A serious weakness in Wi-Fi security was made public earlier today. The Key Reinstallation Attack (KRACK) can break Wi-Fi encryption, opening your data up to eavesdropping. This, combined with issues in Linux and Android, make it possible for attackers to change websites you view. This is a serious problem for Wi-Fi Protected Access 2 (WPA2), a protocol used in millions of networks worldwide.
Luckily, the use of Transport Layer Security (TLS) is on the rise. Mozilla’s data shows that over 60% of pages loaded in Firefox use TLS. More and more companies are using encryption for all traffic and removing the ability to connect to unencrypted versions of their sites. When connecting to these sites, KRACK isn’t as big of a deal, because the data is encrypted before it’s sent across Wi-Fi. Even if WPA2 is broken, the data is still secure.
Unfortunately there are still millions of sites that don’t provide this security. Their users are vulnerable to eavesdropping, fake content, malware injection, and more. We need more companies and operators to use TLS and HTTP Strict Transport Security (HSTS) to mitigate the potential impact of KRACK.
Internet traffic exists in layers, which makes it possible to use more than one kind of encryption to build defense-in-depth. When a problem is found in one layer, we can lean on the other layers to provide security. So, while encryption is fundamentally important, multiple layers of encryption are necessary to provide robust online security over time.

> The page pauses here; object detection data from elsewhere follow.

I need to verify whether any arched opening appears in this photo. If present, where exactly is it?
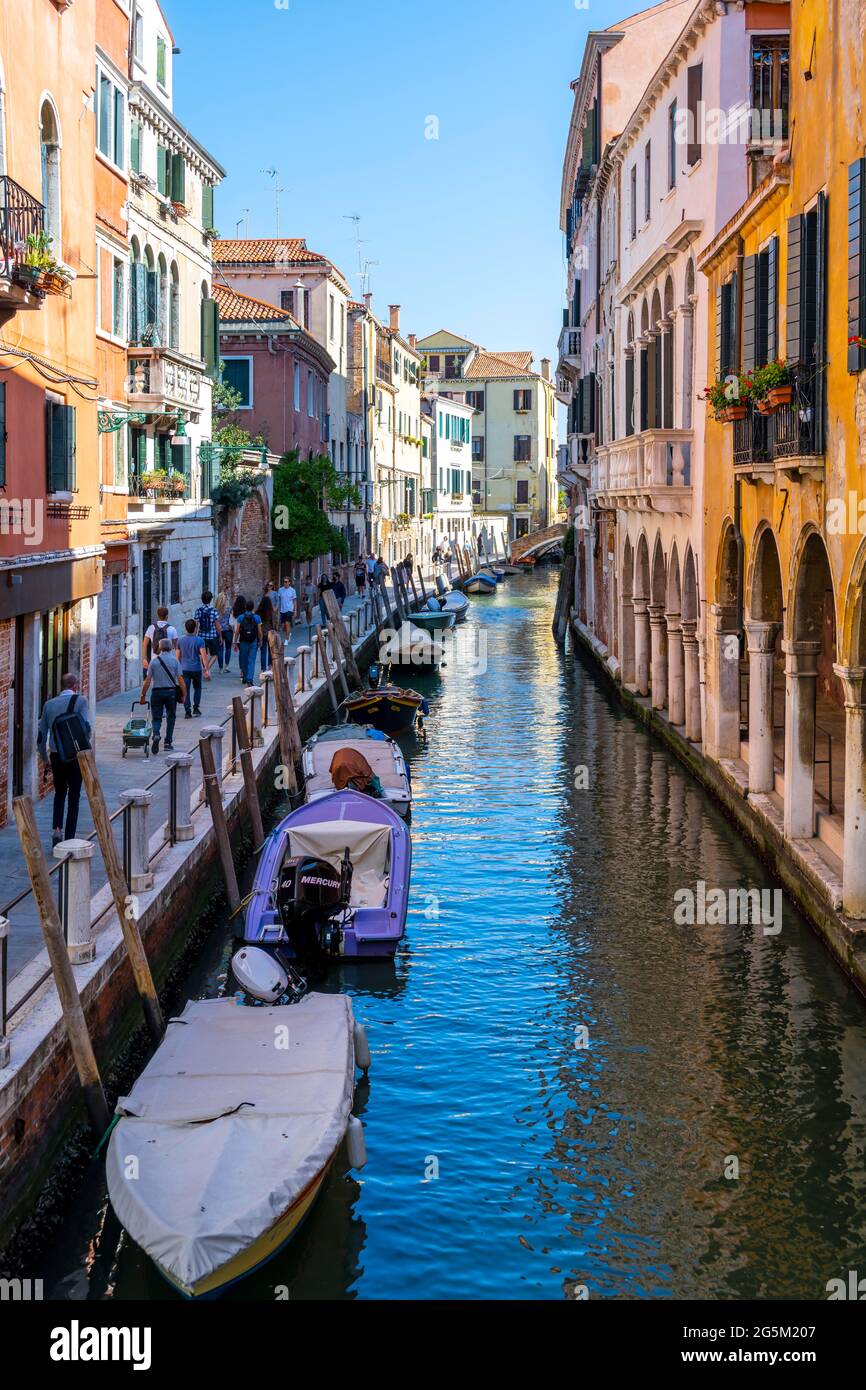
[784,531,845,840]
[681,260,695,430]
[620,537,634,685]
[741,527,785,794]
[39,97,63,247]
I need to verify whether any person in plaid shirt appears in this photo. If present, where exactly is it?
[193,589,222,656]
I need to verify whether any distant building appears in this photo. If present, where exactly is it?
[417,329,559,539]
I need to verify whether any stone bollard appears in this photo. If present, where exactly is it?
[247,686,264,748]
[121,787,153,892]
[286,656,297,695]
[257,671,274,728]
[54,840,96,965]
[165,753,196,842]
[199,724,225,801]
[0,917,11,1072]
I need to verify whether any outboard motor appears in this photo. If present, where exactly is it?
[277,849,352,979]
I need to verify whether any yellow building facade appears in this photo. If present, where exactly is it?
[699,0,866,919]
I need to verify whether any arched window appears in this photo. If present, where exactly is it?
[168,261,181,349]
[39,97,63,247]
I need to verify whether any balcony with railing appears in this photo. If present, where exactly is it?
[0,174,47,313]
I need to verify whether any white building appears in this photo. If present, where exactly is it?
[125,0,224,685]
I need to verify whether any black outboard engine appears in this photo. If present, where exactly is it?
[277,849,352,979]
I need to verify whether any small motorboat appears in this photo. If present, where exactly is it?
[411,599,457,632]
[343,662,430,734]
[463,570,496,594]
[243,791,411,974]
[441,591,473,623]
[106,995,370,1298]
[379,617,445,671]
[300,724,411,816]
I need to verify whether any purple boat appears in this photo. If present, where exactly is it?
[243,791,411,977]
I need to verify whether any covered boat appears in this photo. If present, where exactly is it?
[300,724,411,816]
[106,994,368,1298]
[243,791,411,967]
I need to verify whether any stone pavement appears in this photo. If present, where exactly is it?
[0,596,403,980]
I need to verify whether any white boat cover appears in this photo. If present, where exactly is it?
[289,820,391,908]
[106,994,354,1287]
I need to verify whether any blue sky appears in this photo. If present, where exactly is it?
[164,0,625,363]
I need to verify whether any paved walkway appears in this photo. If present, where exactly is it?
[0,596,400,980]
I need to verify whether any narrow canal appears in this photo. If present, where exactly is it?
[33,573,866,1300]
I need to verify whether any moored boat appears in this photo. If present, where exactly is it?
[300,724,411,816]
[106,995,368,1298]
[243,791,411,972]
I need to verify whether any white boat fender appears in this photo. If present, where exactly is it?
[354,1023,371,1073]
[346,1115,367,1168]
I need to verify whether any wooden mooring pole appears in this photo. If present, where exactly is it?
[232,695,264,853]
[13,796,111,1138]
[78,749,165,1047]
[199,734,240,915]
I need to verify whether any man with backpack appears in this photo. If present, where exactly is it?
[36,676,92,845]
[235,599,261,685]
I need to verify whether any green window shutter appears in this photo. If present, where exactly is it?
[202,183,214,231]
[171,152,186,203]
[766,236,778,361]
[785,214,803,367]
[742,256,758,371]
[202,299,220,381]
[848,158,866,371]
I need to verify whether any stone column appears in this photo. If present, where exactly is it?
[632,599,649,695]
[54,840,96,965]
[834,666,866,920]
[745,620,778,792]
[706,603,740,759]
[664,613,685,727]
[121,787,153,892]
[649,603,667,709]
[165,753,196,842]
[620,599,635,685]
[783,642,822,840]
[683,619,702,744]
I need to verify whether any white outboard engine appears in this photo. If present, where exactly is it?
[232,947,289,1004]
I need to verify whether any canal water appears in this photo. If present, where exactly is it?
[33,571,866,1300]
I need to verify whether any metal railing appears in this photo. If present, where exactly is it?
[0,174,44,275]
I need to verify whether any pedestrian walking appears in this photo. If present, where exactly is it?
[178,617,209,719]
[36,676,93,845]
[193,589,222,669]
[214,594,234,671]
[318,574,334,627]
[235,599,261,685]
[139,638,186,753]
[256,594,277,671]
[277,574,297,639]
[142,607,178,671]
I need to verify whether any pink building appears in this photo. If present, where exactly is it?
[214,285,335,457]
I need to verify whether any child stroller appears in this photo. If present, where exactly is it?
[124,699,153,758]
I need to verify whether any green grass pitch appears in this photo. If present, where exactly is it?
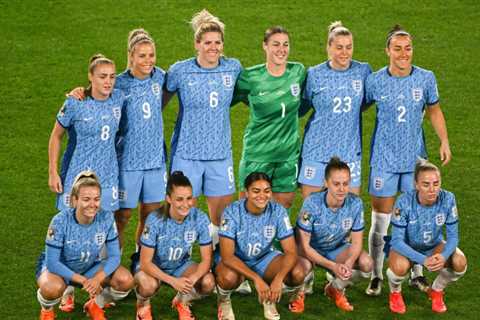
[0,0,480,319]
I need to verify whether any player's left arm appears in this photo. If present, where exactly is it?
[426,102,452,165]
[345,231,363,269]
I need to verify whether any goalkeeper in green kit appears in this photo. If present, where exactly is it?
[235,27,306,209]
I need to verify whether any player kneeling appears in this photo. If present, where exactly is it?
[387,161,467,313]
[134,171,215,320]
[215,172,308,320]
[37,171,134,320]
[297,158,373,311]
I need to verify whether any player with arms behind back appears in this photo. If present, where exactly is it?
[387,161,467,313]
[235,26,305,209]
[365,26,451,295]
[36,171,134,320]
[298,21,372,198]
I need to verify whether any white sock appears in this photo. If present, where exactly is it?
[217,285,233,301]
[208,223,220,249]
[37,289,61,310]
[63,286,75,298]
[135,289,150,306]
[95,287,130,309]
[410,264,423,279]
[432,268,467,291]
[387,268,405,292]
[368,211,391,280]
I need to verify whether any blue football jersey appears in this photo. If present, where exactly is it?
[166,58,242,160]
[297,191,365,252]
[218,199,293,261]
[302,61,372,162]
[391,190,458,251]
[365,66,439,173]
[115,67,165,170]
[140,208,212,271]
[57,90,125,192]
[45,208,118,274]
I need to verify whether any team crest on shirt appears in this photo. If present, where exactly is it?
[435,212,445,226]
[183,230,197,244]
[412,88,423,102]
[47,227,55,240]
[263,225,275,239]
[220,219,228,231]
[112,107,122,120]
[352,80,363,95]
[223,74,233,88]
[300,211,311,225]
[152,82,160,96]
[290,83,300,97]
[342,218,353,231]
[95,232,107,246]
[58,101,67,117]
[142,226,150,240]
[303,166,317,180]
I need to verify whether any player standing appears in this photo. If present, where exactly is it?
[48,54,125,211]
[36,171,134,320]
[297,158,373,311]
[166,9,241,245]
[387,161,467,313]
[298,21,372,198]
[366,26,451,295]
[134,171,215,320]
[215,172,308,320]
[235,26,305,209]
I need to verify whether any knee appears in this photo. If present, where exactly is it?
[200,272,215,294]
[388,256,410,276]
[216,268,240,290]
[452,250,467,272]
[135,276,158,298]
[111,270,135,291]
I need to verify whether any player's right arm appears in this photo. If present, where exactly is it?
[391,200,427,265]
[220,235,270,302]
[48,121,65,193]
[140,245,193,294]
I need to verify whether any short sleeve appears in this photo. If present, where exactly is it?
[274,204,293,240]
[140,213,159,248]
[197,211,212,246]
[425,72,440,106]
[218,207,238,240]
[352,199,365,232]
[57,98,76,128]
[45,213,66,249]
[165,63,179,92]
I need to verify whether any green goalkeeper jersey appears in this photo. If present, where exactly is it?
[235,62,306,162]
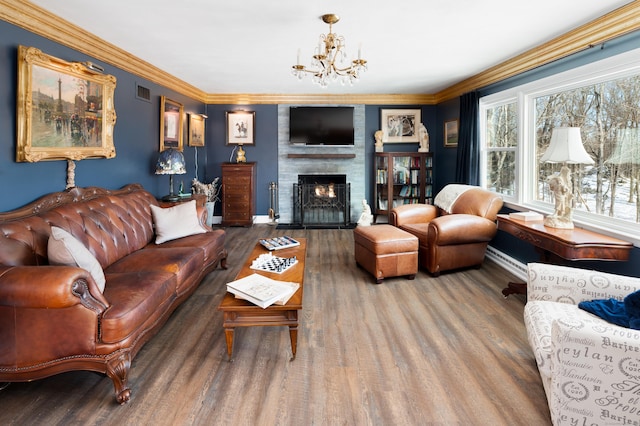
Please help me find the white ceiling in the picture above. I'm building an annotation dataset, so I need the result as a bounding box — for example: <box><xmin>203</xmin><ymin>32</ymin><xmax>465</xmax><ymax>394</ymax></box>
<box><xmin>31</xmin><ymin>0</ymin><xmax>630</xmax><ymax>94</ymax></box>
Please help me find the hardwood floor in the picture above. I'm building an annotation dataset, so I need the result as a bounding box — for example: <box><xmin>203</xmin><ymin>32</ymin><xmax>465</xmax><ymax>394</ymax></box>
<box><xmin>0</xmin><ymin>225</ymin><xmax>551</xmax><ymax>425</ymax></box>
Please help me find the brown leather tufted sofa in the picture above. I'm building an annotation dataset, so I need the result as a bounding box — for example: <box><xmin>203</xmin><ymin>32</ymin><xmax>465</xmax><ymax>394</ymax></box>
<box><xmin>391</xmin><ymin>187</ymin><xmax>503</xmax><ymax>276</ymax></box>
<box><xmin>0</xmin><ymin>184</ymin><xmax>227</xmax><ymax>404</ymax></box>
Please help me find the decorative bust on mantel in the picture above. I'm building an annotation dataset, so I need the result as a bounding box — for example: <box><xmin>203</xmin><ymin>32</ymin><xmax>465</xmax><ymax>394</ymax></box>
<box><xmin>418</xmin><ymin>123</ymin><xmax>429</xmax><ymax>152</ymax></box>
<box><xmin>373</xmin><ymin>130</ymin><xmax>384</xmax><ymax>152</ymax></box>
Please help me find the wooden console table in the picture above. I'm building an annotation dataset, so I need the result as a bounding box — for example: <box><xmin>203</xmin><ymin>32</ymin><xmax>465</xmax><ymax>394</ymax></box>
<box><xmin>498</xmin><ymin>214</ymin><xmax>633</xmax><ymax>297</ymax></box>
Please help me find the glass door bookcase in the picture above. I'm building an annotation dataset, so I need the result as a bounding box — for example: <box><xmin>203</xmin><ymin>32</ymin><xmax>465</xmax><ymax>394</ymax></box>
<box><xmin>374</xmin><ymin>152</ymin><xmax>433</xmax><ymax>221</ymax></box>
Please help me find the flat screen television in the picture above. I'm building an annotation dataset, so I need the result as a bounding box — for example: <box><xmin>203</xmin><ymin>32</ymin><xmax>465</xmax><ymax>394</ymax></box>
<box><xmin>289</xmin><ymin>106</ymin><xmax>353</xmax><ymax>146</ymax></box>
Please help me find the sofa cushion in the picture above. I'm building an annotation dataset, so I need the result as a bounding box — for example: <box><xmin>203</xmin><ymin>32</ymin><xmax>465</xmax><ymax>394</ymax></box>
<box><xmin>151</xmin><ymin>200</ymin><xmax>207</xmax><ymax>244</ymax></box>
<box><xmin>105</xmin><ymin>245</ymin><xmax>204</xmax><ymax>293</ymax></box>
<box><xmin>152</xmin><ymin>229</ymin><xmax>226</xmax><ymax>265</ymax></box>
<box><xmin>47</xmin><ymin>226</ymin><xmax>105</xmax><ymax>292</ymax></box>
<box><xmin>524</xmin><ymin>300</ymin><xmax>609</xmax><ymax>378</ymax></box>
<box><xmin>100</xmin><ymin>269</ymin><xmax>177</xmax><ymax>343</ymax></box>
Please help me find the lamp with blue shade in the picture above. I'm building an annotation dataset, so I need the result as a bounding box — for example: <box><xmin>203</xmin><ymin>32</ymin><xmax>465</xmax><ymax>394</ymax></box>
<box><xmin>156</xmin><ymin>148</ymin><xmax>187</xmax><ymax>202</ymax></box>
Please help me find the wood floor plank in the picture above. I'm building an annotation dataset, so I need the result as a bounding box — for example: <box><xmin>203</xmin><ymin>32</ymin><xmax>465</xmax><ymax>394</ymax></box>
<box><xmin>0</xmin><ymin>225</ymin><xmax>550</xmax><ymax>425</ymax></box>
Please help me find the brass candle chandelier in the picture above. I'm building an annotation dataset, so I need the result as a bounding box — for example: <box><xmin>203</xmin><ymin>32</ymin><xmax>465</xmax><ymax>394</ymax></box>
<box><xmin>291</xmin><ymin>13</ymin><xmax>367</xmax><ymax>88</ymax></box>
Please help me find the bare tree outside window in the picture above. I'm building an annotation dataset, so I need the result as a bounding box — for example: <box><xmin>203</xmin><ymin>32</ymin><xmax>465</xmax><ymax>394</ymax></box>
<box><xmin>534</xmin><ymin>76</ymin><xmax>640</xmax><ymax>222</ymax></box>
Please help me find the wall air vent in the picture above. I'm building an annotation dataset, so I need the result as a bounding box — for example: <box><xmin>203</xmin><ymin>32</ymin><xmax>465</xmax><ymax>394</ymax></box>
<box><xmin>136</xmin><ymin>83</ymin><xmax>151</xmax><ymax>102</ymax></box>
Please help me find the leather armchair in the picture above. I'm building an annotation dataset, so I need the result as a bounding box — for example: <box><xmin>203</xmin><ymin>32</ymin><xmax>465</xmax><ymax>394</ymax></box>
<box><xmin>391</xmin><ymin>185</ymin><xmax>503</xmax><ymax>276</ymax></box>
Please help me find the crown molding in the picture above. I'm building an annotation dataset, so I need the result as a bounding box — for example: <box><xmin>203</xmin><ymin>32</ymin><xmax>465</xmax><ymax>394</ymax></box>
<box><xmin>205</xmin><ymin>93</ymin><xmax>436</xmax><ymax>105</ymax></box>
<box><xmin>5</xmin><ymin>0</ymin><xmax>640</xmax><ymax>105</ymax></box>
<box><xmin>0</xmin><ymin>0</ymin><xmax>205</xmax><ymax>102</ymax></box>
<box><xmin>435</xmin><ymin>1</ymin><xmax>640</xmax><ymax>103</ymax></box>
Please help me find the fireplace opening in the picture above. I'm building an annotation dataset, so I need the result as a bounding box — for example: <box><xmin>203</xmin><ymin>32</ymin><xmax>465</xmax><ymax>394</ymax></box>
<box><xmin>293</xmin><ymin>174</ymin><xmax>351</xmax><ymax>227</ymax></box>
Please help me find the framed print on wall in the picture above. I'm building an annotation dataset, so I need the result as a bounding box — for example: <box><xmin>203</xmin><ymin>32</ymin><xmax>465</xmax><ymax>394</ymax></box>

We expect to see software updates in the coming days to address the issues with WPA2. Sadly, given the widespread use of Wi-Fi, and how rarely many hardware devices are updated, KRACK is going to be a problem for a long time to come.
The need for an easy way to update Internet of Things devices is on the agenda at the next Internet Engineering Task Force (IETF) meeting. We need to develop new and more widely-supported solutions to the need for Internet-connected devices of all kinds to be easily updated. KRACK will certainly not be the last widespread vulnerability of this kind.
What You Can Do
1. Update Your WiFi Devices. Check to see if your connected devices have updates. In some cases, this may require figuring out how you login to or administer those devices. If no updates are available, look at the vendor’s website (or contact the vendor) to find out when an update will be available. Note that you may need to keep checking over the days and weeks ahead.
2. Check How Well Your Website Supports TLS. If you operate a website, test it (also here) to see if it has the best possible level of TLS support. Make whatever updates you can to support TLS and HSTS.
3. Use a VPN On WiFi Networks – Whenever you connect to a WiFi network, use a virtual private network (VPN). This will add another layer of encryption to ensure an attacker cannot see your traffic.
4. Encourage vendors to support the Online Trust Alliance (OTA) IoT Trust Framework. In embracing this framework, vendors agree to provide patching and support capability in their devices.